Göz...


Göz, Enver İleri

Bir insandan etkilenmenin, yaşadığı hayatı yorumlama ve geçmişine tanık olmanın birçok yolu vardır ve göz, bunların ilkidir. Baktığınız canlılığın büyüklüğü, içine hapsettiği renklerin parlaklığı, gizleyemediği duyguların coşkun sıcaklığıdır size ilk etki eden; içinizi titreten, yakınlaştıran, farklı kılan... Derin bakan, kaçamak davranan, fıldır fıldır dönen, hemen kenetlenen, nazar taşıyan, kör olan, âşık olan, bön bakan türden gözler ve farklı dünyalardan, farklı yaşamlardan insanlar…
Bir insanın gözleri, hikâyesini anlatır esasında. Özetini sunar karşındakine, konuşur, muhabbet eder onunla. Bazen yardıma çağırır, bazen yalnız kalmak ister, bazen de sadece bakar; anlamsız, heyecansız, içi boş…  Bir insanın gözleri, selamıdır bazen. İlk dokunuşu, ilk merhaba deyişi, karşındakine ilk temas edişidir. Yakın ya da uzak mı kalacağınız, muhabbet mi edip, sessiz mi kalacağınız ya da rahat mı bırakıp, destek mi olacağınız onlarda gizlidir.
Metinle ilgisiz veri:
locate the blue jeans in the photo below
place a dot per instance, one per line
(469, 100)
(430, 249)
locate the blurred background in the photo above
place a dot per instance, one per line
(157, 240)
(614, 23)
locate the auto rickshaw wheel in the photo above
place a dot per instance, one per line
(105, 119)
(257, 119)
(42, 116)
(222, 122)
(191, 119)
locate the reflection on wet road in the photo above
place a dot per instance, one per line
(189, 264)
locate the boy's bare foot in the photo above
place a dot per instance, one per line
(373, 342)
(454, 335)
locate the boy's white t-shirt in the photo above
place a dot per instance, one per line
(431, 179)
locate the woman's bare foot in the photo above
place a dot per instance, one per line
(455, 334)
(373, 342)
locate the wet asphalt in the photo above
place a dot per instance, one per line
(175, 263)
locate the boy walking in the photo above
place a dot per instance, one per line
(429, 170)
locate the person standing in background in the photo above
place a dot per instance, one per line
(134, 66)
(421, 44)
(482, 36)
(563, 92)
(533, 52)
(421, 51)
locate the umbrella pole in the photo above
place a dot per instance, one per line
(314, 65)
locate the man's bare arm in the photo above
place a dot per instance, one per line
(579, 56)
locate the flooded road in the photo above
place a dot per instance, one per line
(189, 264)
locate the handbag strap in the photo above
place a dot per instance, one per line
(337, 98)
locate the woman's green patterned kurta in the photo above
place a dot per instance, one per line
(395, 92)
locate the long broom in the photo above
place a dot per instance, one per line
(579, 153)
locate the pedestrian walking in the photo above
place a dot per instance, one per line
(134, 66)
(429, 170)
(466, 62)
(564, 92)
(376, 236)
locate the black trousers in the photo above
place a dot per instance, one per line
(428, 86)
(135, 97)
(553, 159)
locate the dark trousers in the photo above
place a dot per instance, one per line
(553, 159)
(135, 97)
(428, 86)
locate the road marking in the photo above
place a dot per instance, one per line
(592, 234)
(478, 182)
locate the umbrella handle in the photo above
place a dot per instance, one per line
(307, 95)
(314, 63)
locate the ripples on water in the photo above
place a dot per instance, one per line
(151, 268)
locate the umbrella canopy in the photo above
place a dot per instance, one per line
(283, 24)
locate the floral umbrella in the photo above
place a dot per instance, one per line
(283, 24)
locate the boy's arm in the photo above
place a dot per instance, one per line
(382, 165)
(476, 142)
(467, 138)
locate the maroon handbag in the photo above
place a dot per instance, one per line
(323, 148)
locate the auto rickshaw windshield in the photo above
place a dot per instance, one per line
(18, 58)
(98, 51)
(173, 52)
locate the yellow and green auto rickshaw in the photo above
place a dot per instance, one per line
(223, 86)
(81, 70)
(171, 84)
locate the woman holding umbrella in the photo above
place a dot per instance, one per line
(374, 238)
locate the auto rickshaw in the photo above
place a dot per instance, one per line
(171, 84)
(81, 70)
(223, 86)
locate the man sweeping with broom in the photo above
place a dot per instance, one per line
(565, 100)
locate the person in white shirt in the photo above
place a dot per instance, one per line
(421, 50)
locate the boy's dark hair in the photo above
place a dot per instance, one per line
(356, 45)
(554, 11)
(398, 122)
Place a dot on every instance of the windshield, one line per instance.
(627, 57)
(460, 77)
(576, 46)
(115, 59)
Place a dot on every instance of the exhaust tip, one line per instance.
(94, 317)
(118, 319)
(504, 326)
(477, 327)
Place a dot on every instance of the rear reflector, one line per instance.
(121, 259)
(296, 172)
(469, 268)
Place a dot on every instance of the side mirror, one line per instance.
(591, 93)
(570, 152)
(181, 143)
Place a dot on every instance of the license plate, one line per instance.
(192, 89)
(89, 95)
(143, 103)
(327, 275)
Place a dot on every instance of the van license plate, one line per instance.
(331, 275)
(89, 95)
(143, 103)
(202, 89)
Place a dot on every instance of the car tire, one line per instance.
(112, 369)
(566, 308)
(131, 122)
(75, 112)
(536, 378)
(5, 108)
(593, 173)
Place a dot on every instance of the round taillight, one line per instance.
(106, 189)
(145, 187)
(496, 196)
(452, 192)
Söyleyeceğiniz ilk söz, atacağınız ilk adım, karşılaşacağınız ilk tepki onlardadır. Ruh hallerinde, kabul seviyelerinde, samimiyet biçimlerindedir. O yüzden önemlidirler. O yüzden belirleyicidirler. Ve o yüzden ilk kabulü hep onlar yapar. İlk onlar buyur eder, ilk onlar çağırır, ilk onlar gülümser.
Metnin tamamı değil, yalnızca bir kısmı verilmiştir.